Rule 4 of the Scope Rules sets out basic conditions which must be satisfied when you carry on regulated activities such as arranging a restrictive covenant indemnity policy ("the policy"). In particular:

  • Rule 4(a) – arranging the policy must arise out of the retainer you have with the client (so for example it is not appropriate to arrange a policy as a stand-alone activity);
  • Rule 4(b) – arranging the policy is incidental to the provision of the conveyancing service;
  • Rule 4(c) – if you receive any pecuniary reward (such as commission) from the policy provider or other third party, you must account to the client for this. This means that you must give your client detailed information about the payment. See also rule 2, guidance notes 58–61 of the Code, but note that the de minimis provision in rule 2.06 does not apply to this type of reward.

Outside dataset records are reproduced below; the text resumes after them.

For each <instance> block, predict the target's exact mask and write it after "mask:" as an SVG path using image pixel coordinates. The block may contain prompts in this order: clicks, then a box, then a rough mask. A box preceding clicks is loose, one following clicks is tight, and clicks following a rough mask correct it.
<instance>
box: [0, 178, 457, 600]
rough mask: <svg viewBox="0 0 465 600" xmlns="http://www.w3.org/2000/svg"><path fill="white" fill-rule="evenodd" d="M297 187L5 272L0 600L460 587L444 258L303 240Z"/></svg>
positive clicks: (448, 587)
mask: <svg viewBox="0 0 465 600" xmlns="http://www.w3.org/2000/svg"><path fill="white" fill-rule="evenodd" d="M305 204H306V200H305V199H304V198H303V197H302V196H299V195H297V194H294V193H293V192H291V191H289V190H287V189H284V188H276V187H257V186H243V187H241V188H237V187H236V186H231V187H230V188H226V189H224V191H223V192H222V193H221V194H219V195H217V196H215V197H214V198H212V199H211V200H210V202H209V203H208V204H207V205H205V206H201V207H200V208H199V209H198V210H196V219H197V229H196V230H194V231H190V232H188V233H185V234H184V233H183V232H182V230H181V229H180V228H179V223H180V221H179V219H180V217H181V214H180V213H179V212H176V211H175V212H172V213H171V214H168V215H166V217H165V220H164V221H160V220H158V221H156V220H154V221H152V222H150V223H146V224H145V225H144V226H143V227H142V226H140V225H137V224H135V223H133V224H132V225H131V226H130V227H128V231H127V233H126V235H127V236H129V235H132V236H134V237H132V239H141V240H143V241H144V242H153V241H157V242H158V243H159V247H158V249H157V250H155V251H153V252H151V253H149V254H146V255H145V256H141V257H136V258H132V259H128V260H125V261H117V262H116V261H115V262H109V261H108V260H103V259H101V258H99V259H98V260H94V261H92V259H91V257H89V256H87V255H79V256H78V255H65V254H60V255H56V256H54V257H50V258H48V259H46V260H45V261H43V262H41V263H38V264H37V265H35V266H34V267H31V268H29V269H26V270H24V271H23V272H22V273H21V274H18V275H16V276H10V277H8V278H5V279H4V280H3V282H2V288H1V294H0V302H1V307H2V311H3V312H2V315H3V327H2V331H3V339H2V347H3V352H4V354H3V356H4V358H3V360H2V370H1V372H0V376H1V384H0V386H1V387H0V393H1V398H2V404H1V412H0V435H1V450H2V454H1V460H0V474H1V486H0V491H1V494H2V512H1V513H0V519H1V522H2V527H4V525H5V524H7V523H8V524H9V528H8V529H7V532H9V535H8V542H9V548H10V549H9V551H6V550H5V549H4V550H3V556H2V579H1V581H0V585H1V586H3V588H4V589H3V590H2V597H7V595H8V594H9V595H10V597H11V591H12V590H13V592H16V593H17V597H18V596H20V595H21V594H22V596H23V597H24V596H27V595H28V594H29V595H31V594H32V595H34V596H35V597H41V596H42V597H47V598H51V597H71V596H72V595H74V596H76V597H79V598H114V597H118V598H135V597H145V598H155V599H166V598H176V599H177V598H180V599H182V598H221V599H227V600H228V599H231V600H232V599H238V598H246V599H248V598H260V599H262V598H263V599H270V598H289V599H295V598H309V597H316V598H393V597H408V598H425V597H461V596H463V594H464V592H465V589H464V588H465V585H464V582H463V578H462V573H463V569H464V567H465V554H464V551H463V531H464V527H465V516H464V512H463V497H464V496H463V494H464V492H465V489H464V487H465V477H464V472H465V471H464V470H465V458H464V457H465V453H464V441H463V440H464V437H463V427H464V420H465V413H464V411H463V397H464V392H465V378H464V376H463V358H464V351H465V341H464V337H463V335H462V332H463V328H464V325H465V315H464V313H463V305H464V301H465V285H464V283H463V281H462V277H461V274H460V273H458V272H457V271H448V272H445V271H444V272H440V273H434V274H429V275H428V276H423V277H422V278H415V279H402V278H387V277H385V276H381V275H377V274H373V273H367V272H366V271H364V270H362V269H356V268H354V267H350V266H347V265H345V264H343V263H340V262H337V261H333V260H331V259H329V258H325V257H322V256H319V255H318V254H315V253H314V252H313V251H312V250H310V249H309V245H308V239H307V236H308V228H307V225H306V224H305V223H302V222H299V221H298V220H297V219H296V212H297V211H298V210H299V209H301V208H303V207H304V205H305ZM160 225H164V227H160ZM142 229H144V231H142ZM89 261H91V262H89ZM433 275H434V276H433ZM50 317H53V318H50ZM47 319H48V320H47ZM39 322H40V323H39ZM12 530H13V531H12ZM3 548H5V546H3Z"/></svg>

You should also bear in mind the following:

  • Your firm must be on the FSA Register (rule 5(6)) (see the question above);
  • The Solicitors' Financial Services (Conduct of Business) Rules 2001—in particular rule 3(3) and Appendix 1;
  • Your general duties in conduct including the requirements of rule 9.03 if you refer the client to a particular insurer.

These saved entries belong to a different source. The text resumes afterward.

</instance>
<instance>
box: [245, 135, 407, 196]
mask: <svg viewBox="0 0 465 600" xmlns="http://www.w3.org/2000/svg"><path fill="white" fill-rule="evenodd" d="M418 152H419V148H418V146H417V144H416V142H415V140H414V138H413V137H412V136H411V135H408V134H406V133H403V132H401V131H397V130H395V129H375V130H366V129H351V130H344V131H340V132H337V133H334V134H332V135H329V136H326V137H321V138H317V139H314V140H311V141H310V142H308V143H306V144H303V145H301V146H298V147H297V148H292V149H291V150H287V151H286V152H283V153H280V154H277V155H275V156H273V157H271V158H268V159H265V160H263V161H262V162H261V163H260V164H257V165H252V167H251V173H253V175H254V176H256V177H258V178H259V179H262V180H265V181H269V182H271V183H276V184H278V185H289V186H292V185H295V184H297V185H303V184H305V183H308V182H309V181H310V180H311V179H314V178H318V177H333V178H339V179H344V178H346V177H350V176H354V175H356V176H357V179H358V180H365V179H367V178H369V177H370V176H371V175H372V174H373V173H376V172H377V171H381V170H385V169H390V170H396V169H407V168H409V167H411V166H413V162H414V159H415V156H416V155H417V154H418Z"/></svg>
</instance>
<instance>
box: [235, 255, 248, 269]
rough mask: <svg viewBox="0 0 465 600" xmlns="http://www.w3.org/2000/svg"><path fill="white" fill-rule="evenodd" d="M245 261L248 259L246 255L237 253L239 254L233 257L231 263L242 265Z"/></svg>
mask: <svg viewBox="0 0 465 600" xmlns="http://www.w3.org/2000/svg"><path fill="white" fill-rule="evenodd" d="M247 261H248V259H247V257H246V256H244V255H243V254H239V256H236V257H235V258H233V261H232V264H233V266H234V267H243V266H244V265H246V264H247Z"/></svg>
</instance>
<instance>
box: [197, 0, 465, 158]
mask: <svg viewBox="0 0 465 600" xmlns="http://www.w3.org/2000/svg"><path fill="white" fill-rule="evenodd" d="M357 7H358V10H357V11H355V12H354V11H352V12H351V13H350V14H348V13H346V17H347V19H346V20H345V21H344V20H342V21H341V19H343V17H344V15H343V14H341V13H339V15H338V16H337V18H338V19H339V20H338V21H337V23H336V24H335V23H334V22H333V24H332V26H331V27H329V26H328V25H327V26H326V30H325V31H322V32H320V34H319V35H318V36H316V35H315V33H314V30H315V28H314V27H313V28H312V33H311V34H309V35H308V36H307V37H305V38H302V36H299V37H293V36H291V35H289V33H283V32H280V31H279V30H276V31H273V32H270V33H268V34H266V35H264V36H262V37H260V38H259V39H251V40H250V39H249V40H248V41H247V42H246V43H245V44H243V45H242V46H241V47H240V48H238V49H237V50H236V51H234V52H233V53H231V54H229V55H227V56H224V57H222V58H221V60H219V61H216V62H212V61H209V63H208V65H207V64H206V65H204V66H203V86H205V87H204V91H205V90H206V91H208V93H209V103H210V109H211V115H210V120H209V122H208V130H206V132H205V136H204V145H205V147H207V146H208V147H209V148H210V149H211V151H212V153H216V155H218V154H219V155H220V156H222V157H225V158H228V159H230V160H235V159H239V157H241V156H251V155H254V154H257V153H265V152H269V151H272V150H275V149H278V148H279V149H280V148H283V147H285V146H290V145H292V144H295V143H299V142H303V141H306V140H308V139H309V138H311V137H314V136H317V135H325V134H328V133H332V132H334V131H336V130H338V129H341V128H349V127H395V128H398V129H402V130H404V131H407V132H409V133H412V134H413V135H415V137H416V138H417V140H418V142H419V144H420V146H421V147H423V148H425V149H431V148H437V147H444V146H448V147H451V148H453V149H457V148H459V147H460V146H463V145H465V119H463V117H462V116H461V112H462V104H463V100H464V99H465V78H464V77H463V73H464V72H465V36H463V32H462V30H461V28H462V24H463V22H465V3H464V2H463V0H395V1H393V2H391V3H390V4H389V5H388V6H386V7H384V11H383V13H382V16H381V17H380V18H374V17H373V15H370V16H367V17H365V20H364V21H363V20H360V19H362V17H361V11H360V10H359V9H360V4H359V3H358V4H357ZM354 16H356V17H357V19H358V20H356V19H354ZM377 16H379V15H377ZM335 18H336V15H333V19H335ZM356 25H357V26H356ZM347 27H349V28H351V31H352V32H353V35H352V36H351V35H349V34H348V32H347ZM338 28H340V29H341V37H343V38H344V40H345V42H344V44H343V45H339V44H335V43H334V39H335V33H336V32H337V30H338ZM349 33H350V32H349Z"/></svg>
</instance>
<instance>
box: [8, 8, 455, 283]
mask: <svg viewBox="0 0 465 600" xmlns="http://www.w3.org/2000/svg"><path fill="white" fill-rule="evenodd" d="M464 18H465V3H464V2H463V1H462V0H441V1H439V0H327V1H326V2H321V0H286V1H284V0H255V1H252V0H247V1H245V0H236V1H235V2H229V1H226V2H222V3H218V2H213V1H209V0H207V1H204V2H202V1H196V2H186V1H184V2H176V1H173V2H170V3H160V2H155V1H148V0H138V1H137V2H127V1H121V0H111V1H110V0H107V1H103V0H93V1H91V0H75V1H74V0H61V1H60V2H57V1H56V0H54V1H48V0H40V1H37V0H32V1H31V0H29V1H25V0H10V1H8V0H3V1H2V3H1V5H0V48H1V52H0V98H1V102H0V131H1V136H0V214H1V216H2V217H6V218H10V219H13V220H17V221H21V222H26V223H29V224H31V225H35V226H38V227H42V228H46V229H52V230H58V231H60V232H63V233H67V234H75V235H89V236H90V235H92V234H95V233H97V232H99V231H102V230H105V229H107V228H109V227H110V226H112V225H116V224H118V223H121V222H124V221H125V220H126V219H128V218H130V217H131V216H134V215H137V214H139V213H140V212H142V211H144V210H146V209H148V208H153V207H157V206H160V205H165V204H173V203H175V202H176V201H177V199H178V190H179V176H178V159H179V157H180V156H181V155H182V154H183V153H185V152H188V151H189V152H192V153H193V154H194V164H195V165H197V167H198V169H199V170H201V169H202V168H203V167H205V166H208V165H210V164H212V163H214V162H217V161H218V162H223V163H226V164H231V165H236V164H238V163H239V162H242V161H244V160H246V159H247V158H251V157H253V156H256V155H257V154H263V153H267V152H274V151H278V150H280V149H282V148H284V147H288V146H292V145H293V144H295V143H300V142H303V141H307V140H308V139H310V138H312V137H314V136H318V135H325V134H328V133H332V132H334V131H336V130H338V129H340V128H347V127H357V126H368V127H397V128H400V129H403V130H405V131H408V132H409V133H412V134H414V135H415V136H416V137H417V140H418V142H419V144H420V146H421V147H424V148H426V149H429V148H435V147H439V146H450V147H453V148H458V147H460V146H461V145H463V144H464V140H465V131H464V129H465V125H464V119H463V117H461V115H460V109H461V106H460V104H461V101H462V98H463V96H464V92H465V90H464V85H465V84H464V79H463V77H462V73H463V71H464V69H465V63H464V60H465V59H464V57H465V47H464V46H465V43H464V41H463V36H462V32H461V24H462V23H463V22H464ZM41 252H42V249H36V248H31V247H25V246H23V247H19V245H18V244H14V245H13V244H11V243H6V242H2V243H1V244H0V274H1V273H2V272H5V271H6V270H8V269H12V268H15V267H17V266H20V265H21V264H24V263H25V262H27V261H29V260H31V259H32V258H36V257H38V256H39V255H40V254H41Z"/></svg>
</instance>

Financial services - Statement of demands and needs

Q. I know that under Appendix 1 of the COB Rules, we need to provide our client with a statement of demands and needs when we recommend a restrictive covenant indemnity policy. Do you have a template?

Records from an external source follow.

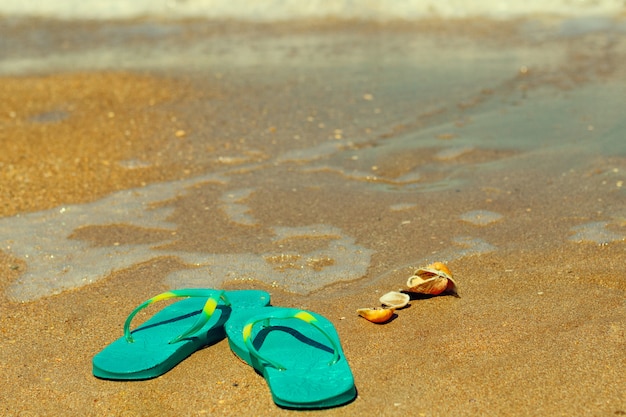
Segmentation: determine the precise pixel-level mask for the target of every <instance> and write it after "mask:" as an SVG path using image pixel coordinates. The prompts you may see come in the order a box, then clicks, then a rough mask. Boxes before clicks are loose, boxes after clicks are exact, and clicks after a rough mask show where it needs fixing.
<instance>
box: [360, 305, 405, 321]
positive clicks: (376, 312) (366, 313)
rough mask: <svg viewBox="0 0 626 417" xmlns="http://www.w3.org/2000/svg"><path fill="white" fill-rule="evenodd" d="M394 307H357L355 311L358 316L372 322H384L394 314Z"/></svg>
mask: <svg viewBox="0 0 626 417" xmlns="http://www.w3.org/2000/svg"><path fill="white" fill-rule="evenodd" d="M394 310H395V309H394V308H381V307H377V308H359V309H358V310H357V311H356V312H357V313H359V316H361V317H363V318H365V319H366V320H369V321H371V322H372V323H385V322H387V321H389V320H390V319H391V318H392V317H393V314H394Z"/></svg>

No. It is not possible to provide a template because in order to comply with the rule, you need to tailor the statement to the needs of the individual client and reflect the complexity of the particular insurance contract being proposed. However, the following checklist may assist as a reminder of the points you should address in your statement of demands and needs:

Question Yes No
1 Does the statement identify why the client needs the particular type of insurance contract?    
2 Has the client identified any existing policy which may be of use? (eg does the client have any existing home contents policy which may include legal expenses insurance?)    
3 Does the statement include an explanation about what the client needs to disclose to the insurance provider?    
4 Does the statement include an assessment by the firm as to whether the level of cover is sufficient for the risks which the client wishes to insure?    
5 Does the statement identify and include an assessment of the relevance of any exclusions, excesses, limitations or conditions?    
6 If the firm has recommended the policy, does the statement include an explanation for the firm recommending that particular insurance contract?    

A written demands and needs statement is required whenever you arrange and/or recommend contracts of insurance for a client. As a general rule, the statement must be given to the client before the contract is finalised, but there are three exceptions to this:

  • Where the client asks for the information to be given orally;
  • Where immediate cover is required; and
  • Where the contract is concluded by telephone.

However, the information must still be provided to the client in writing immediately after the conclusion of the contract of insurance.